Infinitely Losing My Edge
Yeah, I'm losing my edge.
I'm losing my edge.
The kids are coming up from behind.
I'm losing my edge.
I'm losing my edge to the kids from Chad and from Winnipeg.
But I was there.
I was there in 1977.
I was there at the first Zapp show in Hamilton.
I'm losing my edge.
I'm losing my edge to the kids whose footsteps I hear when they get on the decks.
I'm losing my edge to the internet seekers who can tell me every member of every good group from 1964 to 1971.
I'm losing my edge.
To all the kids in Accra and Houston.
I'm losing my edge to the art-school Tokyo kids in little jackets and borrowed nostalgia for the unremembered nineties.
I'm losing my edge.
I'm losing my edge.
I can hear the footsteps every night on the decks.
But I was there.
I was there in 1967 at the first Rodriguez practice in a loft in Detroit.
I was working on the synthesizer sounds with much patience.
I was there when Tom Verlaine started up his first band.
I told him, "Don't do it that way. You'll never make a dime."
I was there.
I was the first guy playing Bad Manners to the rock kids.
I played it at the 40 Watt.
Everybody thought I was crazy.
We all know.
I was there.
I was there.
I've never been wrong.
But I'm losing my edge to better-looking people with better ideas and more talent.
And they're actually really, really nice.
I'm losing my edge.
I heard you have a compilation of every good song ever done by anybody.
Every great song by Mr. Review. All the underground hits.
All The Flesh Eaters tracks. I heard you have a vinyl of every Nation of Ulysses record on German import.
I heard that you have a white label of every seminal crunk hit - 1985, '86, '87.
I heard that you have a CD compilation of every good '60s cut and another box set from the '80s.
I hear you're buying a snare and a synthesizer and are throwing your macbook out the window because you want to make something real. You want to make a Throbbing Gristle record.
I hear that you and your band have sold your marimba and bought a mellotron.
I hear that you and your band have sold your mellotron and bought a marimba.
I hear everybody that you know is more relevant than everybody that I know.

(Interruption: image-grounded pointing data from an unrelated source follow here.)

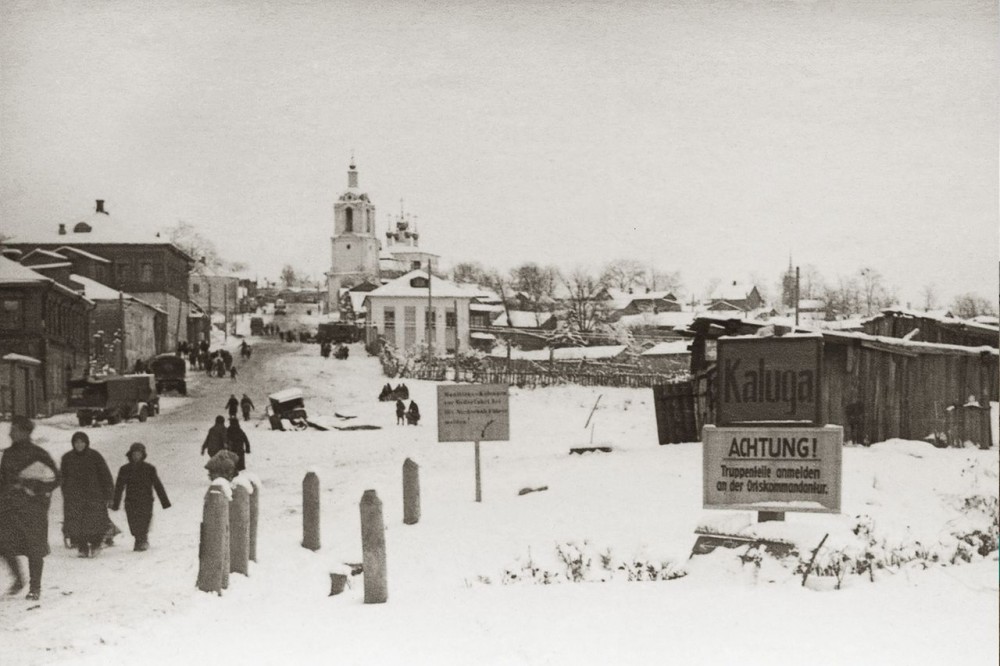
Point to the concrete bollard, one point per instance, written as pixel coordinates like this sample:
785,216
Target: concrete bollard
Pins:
239,530
254,514
411,492
213,553
310,511
373,548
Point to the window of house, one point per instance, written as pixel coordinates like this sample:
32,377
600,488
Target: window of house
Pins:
13,314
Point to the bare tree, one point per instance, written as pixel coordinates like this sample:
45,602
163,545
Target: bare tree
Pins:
875,294
969,305
185,236
623,274
539,283
585,310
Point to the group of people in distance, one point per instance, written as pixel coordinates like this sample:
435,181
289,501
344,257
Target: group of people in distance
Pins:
29,475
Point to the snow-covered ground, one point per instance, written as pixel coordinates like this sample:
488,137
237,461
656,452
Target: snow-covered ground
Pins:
452,597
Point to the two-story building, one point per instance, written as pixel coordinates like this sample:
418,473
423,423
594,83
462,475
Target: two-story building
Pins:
402,310
44,339
139,263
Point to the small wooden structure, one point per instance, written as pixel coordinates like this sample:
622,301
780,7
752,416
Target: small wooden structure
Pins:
876,387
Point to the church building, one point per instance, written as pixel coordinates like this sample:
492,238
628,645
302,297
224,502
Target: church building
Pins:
355,246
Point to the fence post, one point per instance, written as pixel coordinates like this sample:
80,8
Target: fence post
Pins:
310,511
411,492
239,530
254,514
373,548
213,555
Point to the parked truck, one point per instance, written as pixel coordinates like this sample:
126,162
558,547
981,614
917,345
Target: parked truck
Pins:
170,372
114,399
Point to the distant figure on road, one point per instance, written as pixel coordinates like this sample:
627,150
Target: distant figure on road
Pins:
232,405
413,414
87,491
137,480
28,475
215,441
237,442
246,404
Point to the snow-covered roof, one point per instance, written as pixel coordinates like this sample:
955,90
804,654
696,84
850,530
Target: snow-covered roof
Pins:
732,291
96,291
659,320
668,348
523,319
21,358
83,253
440,288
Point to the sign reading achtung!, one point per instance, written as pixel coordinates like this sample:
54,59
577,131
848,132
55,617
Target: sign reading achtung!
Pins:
769,380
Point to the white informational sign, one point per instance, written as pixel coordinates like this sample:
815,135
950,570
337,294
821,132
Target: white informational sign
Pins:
473,413
772,469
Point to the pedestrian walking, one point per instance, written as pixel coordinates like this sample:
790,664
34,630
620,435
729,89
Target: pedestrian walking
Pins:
28,475
87,489
246,404
237,442
232,405
215,441
137,480
413,414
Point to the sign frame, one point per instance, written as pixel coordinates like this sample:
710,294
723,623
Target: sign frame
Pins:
713,436
728,347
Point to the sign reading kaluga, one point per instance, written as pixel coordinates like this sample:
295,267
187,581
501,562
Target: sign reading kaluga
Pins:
769,380
473,413
772,468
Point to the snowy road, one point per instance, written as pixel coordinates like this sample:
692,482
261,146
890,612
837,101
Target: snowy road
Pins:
642,501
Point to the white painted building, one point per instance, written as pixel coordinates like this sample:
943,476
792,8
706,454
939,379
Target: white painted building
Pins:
398,312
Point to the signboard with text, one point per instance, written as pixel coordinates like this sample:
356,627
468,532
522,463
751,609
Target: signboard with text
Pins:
770,381
772,468
473,413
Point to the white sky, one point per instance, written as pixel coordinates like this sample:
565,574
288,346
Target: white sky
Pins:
708,137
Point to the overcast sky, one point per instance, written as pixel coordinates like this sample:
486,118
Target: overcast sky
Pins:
713,138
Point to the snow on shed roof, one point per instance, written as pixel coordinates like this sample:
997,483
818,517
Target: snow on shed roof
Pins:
96,291
523,319
668,348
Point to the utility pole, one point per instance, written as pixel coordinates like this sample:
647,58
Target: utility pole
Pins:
796,295
430,312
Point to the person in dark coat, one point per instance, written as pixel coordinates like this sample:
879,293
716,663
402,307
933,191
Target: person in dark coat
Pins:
28,475
215,441
87,491
232,405
237,442
413,414
246,405
137,480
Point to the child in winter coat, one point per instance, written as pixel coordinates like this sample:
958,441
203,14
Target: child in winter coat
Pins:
137,480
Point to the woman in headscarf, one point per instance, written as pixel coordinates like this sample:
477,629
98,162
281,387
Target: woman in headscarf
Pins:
28,475
88,489
237,442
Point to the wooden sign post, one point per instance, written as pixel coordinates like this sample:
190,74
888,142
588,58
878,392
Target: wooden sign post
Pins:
477,413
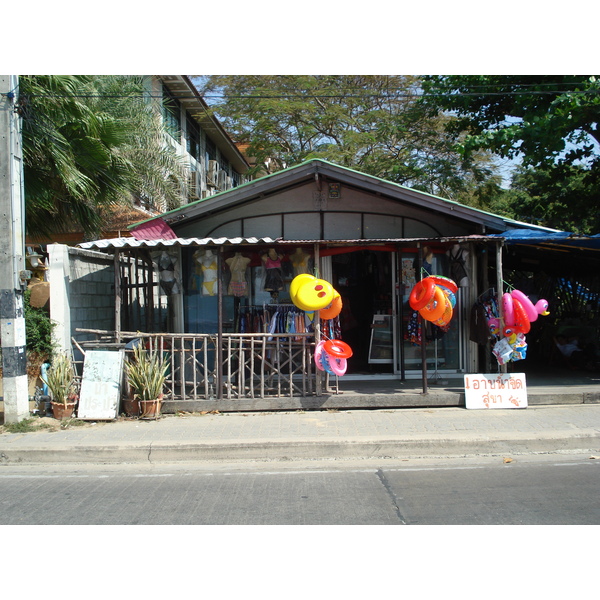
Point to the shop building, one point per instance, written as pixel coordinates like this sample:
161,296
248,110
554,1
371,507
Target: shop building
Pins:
225,263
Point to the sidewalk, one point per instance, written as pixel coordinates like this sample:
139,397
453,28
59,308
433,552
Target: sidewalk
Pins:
315,435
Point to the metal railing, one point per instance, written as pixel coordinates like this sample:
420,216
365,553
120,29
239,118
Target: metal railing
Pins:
253,365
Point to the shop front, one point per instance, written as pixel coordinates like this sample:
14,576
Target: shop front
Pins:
225,272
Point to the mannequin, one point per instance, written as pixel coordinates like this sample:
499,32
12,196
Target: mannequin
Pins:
300,261
274,277
208,265
238,285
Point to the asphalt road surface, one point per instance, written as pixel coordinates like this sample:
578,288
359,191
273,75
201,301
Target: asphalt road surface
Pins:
550,490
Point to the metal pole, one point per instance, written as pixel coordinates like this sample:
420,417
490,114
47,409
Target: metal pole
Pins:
499,281
421,323
12,261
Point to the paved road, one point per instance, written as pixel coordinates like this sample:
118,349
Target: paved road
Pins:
533,490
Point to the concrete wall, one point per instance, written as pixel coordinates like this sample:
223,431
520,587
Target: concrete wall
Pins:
81,292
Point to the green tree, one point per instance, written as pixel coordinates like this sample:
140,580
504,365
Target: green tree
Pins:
372,123
89,143
549,123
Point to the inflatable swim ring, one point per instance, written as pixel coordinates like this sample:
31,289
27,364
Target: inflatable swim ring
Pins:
338,349
331,312
422,293
314,295
435,309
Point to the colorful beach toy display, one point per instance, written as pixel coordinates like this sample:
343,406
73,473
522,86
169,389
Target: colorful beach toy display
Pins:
312,294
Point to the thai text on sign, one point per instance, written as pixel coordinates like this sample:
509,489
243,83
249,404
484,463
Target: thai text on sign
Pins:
500,390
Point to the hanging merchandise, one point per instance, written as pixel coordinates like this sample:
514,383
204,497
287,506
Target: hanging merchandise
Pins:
519,312
434,299
309,293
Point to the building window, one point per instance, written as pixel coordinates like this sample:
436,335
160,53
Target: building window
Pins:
172,114
211,151
193,138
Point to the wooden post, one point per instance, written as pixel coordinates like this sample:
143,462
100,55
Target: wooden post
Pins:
499,283
421,323
219,350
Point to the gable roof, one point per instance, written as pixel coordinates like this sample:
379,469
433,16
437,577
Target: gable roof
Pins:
318,169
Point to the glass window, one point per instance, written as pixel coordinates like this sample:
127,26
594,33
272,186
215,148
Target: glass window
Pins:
172,114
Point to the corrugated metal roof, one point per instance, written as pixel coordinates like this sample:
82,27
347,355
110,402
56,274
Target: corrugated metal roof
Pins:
129,242
156,229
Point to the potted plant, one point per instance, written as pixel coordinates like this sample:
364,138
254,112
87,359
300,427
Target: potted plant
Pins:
146,374
60,379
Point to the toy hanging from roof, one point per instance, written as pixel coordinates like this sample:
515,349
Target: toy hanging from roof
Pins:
519,312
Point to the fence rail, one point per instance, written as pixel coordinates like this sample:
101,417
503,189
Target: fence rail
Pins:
252,365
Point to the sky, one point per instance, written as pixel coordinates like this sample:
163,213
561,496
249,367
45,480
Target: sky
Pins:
377,37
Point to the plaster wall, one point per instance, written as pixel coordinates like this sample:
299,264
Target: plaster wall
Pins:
81,292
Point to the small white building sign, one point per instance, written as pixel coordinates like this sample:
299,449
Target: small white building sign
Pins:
501,390
100,385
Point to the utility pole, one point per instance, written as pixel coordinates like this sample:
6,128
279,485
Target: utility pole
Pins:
12,260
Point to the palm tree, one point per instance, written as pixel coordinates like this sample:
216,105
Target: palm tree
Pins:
89,143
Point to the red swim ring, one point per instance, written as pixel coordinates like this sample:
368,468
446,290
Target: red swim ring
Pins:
337,348
422,293
445,282
436,308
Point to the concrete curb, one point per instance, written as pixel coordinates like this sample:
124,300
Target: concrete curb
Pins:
281,450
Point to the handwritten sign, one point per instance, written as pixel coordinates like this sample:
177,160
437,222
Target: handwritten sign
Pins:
100,385
501,390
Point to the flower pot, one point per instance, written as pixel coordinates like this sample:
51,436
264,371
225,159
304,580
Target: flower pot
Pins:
131,407
150,409
63,411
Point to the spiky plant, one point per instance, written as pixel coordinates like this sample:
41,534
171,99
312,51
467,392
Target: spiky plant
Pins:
146,373
60,379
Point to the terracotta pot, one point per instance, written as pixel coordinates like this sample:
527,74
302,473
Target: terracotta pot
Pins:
131,406
150,409
63,411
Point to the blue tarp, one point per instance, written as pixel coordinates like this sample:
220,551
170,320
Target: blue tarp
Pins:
549,238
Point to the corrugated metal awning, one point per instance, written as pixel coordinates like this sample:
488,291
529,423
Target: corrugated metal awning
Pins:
130,242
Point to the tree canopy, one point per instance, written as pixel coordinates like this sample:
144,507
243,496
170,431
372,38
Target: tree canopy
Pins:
369,122
548,122
90,142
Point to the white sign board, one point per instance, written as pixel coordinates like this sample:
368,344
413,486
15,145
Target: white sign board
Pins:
100,385
501,390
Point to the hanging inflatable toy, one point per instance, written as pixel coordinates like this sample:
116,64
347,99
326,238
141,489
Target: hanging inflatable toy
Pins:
318,355
508,310
326,364
310,294
332,311
422,294
337,365
445,282
436,308
532,310
337,348
521,320
448,310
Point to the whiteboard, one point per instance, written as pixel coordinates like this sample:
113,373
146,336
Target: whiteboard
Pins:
499,390
101,385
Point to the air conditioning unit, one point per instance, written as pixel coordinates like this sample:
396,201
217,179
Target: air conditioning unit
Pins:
194,186
211,175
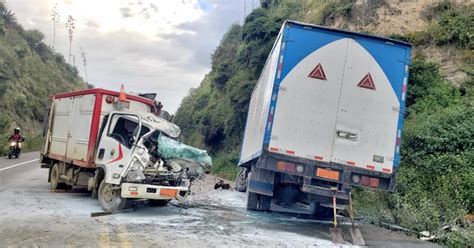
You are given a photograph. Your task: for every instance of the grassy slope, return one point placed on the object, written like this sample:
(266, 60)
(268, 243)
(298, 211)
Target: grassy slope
(30, 71)
(437, 173)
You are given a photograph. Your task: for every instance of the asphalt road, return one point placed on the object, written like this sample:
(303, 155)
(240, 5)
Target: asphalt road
(32, 216)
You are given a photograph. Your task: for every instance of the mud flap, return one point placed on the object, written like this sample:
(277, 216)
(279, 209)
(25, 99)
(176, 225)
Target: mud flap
(336, 235)
(261, 181)
(356, 236)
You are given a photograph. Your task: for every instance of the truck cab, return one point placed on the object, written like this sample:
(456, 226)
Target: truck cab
(127, 156)
(109, 142)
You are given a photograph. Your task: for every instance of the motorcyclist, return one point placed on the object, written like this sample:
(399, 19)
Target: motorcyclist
(16, 136)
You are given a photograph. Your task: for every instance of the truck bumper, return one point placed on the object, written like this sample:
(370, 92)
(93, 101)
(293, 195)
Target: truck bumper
(153, 192)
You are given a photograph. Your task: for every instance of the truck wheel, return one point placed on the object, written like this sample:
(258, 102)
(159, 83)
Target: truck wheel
(258, 202)
(158, 203)
(317, 210)
(264, 202)
(252, 201)
(109, 198)
(241, 180)
(54, 179)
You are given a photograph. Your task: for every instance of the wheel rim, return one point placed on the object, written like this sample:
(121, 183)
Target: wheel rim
(108, 195)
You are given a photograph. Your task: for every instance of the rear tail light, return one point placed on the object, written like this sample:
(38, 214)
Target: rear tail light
(284, 166)
(372, 182)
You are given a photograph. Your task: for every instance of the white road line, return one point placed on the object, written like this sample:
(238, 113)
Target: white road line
(13, 166)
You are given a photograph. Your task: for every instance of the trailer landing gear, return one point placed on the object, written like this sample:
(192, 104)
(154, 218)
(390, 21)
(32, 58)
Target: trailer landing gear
(241, 180)
(336, 232)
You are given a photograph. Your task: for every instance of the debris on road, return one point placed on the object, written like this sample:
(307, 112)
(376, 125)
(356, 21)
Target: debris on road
(222, 184)
(125, 210)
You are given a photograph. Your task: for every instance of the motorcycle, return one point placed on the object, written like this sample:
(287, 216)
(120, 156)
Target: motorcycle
(14, 149)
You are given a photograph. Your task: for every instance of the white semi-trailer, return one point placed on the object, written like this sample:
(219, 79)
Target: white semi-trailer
(110, 142)
(326, 114)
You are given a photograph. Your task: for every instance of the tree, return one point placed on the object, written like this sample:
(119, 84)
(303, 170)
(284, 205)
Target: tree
(54, 19)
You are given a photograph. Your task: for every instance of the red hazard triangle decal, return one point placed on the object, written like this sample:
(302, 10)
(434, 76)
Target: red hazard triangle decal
(318, 73)
(367, 82)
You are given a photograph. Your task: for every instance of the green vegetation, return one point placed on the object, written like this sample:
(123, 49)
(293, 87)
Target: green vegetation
(30, 71)
(437, 171)
(213, 116)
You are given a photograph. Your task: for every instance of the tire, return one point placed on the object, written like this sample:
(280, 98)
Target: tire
(264, 203)
(241, 180)
(110, 199)
(158, 203)
(252, 201)
(258, 202)
(54, 179)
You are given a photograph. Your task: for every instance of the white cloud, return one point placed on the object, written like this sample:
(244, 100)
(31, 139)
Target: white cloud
(160, 46)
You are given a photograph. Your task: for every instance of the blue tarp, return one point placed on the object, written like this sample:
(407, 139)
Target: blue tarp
(169, 148)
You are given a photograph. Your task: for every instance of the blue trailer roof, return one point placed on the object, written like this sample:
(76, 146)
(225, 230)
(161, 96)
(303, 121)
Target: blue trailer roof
(307, 25)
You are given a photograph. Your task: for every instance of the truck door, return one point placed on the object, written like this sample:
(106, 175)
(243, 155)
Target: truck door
(116, 144)
(366, 124)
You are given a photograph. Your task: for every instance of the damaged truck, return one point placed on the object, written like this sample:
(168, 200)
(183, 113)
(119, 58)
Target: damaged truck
(114, 144)
(326, 115)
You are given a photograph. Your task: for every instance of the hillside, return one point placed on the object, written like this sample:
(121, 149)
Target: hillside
(30, 71)
(437, 170)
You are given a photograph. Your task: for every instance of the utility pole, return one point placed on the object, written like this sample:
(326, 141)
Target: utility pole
(243, 22)
(70, 29)
(84, 61)
(55, 19)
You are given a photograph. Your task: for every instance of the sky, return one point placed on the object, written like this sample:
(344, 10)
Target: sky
(161, 46)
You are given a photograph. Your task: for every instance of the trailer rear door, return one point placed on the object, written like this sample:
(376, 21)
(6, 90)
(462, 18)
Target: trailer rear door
(367, 117)
(308, 97)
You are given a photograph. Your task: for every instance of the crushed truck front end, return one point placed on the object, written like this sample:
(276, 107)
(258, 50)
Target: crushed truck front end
(326, 114)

But have you seen my records?
Godley & Creme,
The Angels of Light,
John Holt,
John Coltrane,
Eurythmics,
The Sound,
Nico,
Ken Boothe,
Dawn Penn,
Bobby Hutcherson,
The Mummies,
Black Flag,
Electric Light Orchestra,
Kaleidoscope,
The Stooges,
Girls At Our Best!,
Robert Görl,
Amon Düül,
Pet Shop Boys,
The Mighty Diamonds,
Sun Ra,
Dr. Dre and Snoop Doggy Dog,
Leonard Cohen,
The Men They Couldn't Hang,
Bang on a Can All-Stars,
E-Dancer,
Smog,
Joey Negro,
Gichy Dan,
The Techniques,
Bootsy Collins,
Fear,
Con Funk Shun,
Barry Ungar,
AZ,
Black Moon,
F. McDonald,
Scrapy,
Shoche,
Sight & Sound,
Siglo XX,
Icehouse,
Fatback Band,
The J.B.'s,
Kenny Larkin,
Silicon Teens,
The Misunderstood,
Altered Images,
The Real Kids,
The Busters,
Massinfluence,
Bobbi Humphrey,
Crooked Eye,
Suicide,
8 Eyed Spy,
The Shadows of Knight,
Sixth Finger,
R.M.O.,
The Star Department,
Tears for Fears,
Monks, Monks, Monks, Monks.
You don't know what you really want.
You don't know what you really want.
You don't know what you really want.
You don't know what you really want.
You don't know what you really want.
You don't know what you really want.
You don't know what you really want.
You don't know what you really want.
You don't know what you really want.
You don't know what you really want.
You don't know what you really want.
You don't know what you really want.
You don't know what you really want.
You don't know what you really want.
You don't know what you really want.